Namun kondisi tersebut tidak menurunkan tekad pemerintah untuk berutang demi menutupi defisit APBN yang besar akibat alokasi anggaran yang sangat besar. Ekonom Didik J. Rachbini, berpendapat bahwa pemerintah saat ini terus melakukan ekspansi dan utang dalam jumlah yang (besar tetapi dampaknya terhadap pertumbuhan ekonomi tidak signifikan. Selain itu, realisasi ekonomi lambat hingga dana sosial jumlahnya banyak dan bervariasi tapi dampaknya kecil. (gatra.com, 2/8/2021)

Memang tidak dapat dipungkiri, pemasukan APBN dalam sistem kapitalis yang saat ini diterapkan di berbagai negeri hanya bersumber dari utang dan pajak. Dalam sistem kapitalis, utang dan pajak bagaikan urat nadi dalam perekonomian. Sehingga mereka tidak bisa hidup tanpa utang dan pajak. 

Sementara, pandemi telah mengakibatkan sektor ekonomi melemah, maka tidak mungkin akan menggenjot pendapatan dari pajak. Oleh karena itu, ketika APBN defisit dan pajak tersendat, maka utang luar negeri menjadi pilihan satu-satunya yang akan digenjot. Berutang merupakan satu-satunya cara yang ditempuh negara yang menerapkan sistem ekonomi kapitalis dalam mengatasi krisis ekonomi yang berkepanjangan dan APBN yang semakin berat. 

Hal ini semakin menunjukkan betapa bobroknya sistem kapitalis. Padahal negeri ini mempunyai potensi berupa modal besar untuk menjadi negara yang makmur sejahtera. Negeri ini memiliki sumber daya alam yang begitu melimpah ruah. Mulai dari tambang, energi, pertanian, hutan dan laut, semuanya ada. Namun, semua itu menjadi tidak berguna. Sebab pengelolaannya diserahkan pada pihak asing dan swasta. Serta tidak jarang kekayaan alam tersebut diprivatisasi oleh segelintir elit penguasa untuk memperkaya diri mereka sendiri. 

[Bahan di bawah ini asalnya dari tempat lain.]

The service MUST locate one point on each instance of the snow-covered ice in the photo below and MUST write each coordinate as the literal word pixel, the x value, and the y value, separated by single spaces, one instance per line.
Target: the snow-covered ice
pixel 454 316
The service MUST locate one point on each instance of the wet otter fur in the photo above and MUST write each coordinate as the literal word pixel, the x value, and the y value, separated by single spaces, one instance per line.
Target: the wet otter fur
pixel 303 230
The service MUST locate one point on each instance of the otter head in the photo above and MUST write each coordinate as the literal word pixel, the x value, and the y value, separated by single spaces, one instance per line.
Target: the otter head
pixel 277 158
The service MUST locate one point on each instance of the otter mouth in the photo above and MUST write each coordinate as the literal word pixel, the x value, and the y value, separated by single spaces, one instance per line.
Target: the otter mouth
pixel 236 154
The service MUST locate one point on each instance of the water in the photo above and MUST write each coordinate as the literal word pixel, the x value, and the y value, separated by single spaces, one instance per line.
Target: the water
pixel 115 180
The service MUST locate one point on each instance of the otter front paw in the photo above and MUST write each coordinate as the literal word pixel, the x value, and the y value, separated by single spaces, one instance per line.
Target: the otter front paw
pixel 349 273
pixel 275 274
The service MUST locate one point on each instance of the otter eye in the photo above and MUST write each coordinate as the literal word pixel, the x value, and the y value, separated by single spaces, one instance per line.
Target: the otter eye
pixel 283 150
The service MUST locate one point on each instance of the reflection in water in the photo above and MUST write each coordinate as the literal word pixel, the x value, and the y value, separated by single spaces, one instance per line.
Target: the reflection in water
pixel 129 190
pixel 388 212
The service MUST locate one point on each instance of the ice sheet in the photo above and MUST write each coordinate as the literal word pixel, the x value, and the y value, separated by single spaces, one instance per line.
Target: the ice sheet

Maka wajar, jika negeri ini hanya mengandalkan utang. Padahal disadari atau tidak, utang telah menjadi alat penjajahan untuk semakin melanggengkan agenda penjajahan di negeri-negeri muslim. Membuat mereka semakin terkungkung dan tidak bisa berbuat apa-apa. 

Kondisi seperti ini tentu jauh berbeda dengan sistem pemerintahan Islam. Islam bukan hanya sekedar agama ritual (ibadah), tetapi juga sebuah sistem kehidupan yang kompleks. Termasuk di dalamnya adalah pengaturan sistem keuangan. Pengelolaan kas di dalam Islam sangat unik. Berbeda dengan sistem kapitalis. Sistem ekonomi Islam akan menjaga kas negara dari minus atau mengalami kebocoran. Sehingga kas negara tidak akan tekor. 

Ada beberapa perincian keuangan dalam sistem keuangan ala Islam, yaitu sebagai berikut:
1. Pengatur APBN adalah khalifah (pemimpin). Dengan demikian, Islam memiliki metode pemilihan khalifah yang khas. Tidak semua orang bisa menjadi khalifah. Sebab saat pemilihan, calon khalifah harus memenuhi syarat yang ketat. Di antaranya yaitu, muslim, baligh, berakal, merdeka, mampu, dan adil. Dari sinilah akan diperoleh seorang pemimpin yang kuat imannya, amanah terhadap tugas-tugasnya, dan senantiasa berhati-hati dalam mengatur keuangan negara. 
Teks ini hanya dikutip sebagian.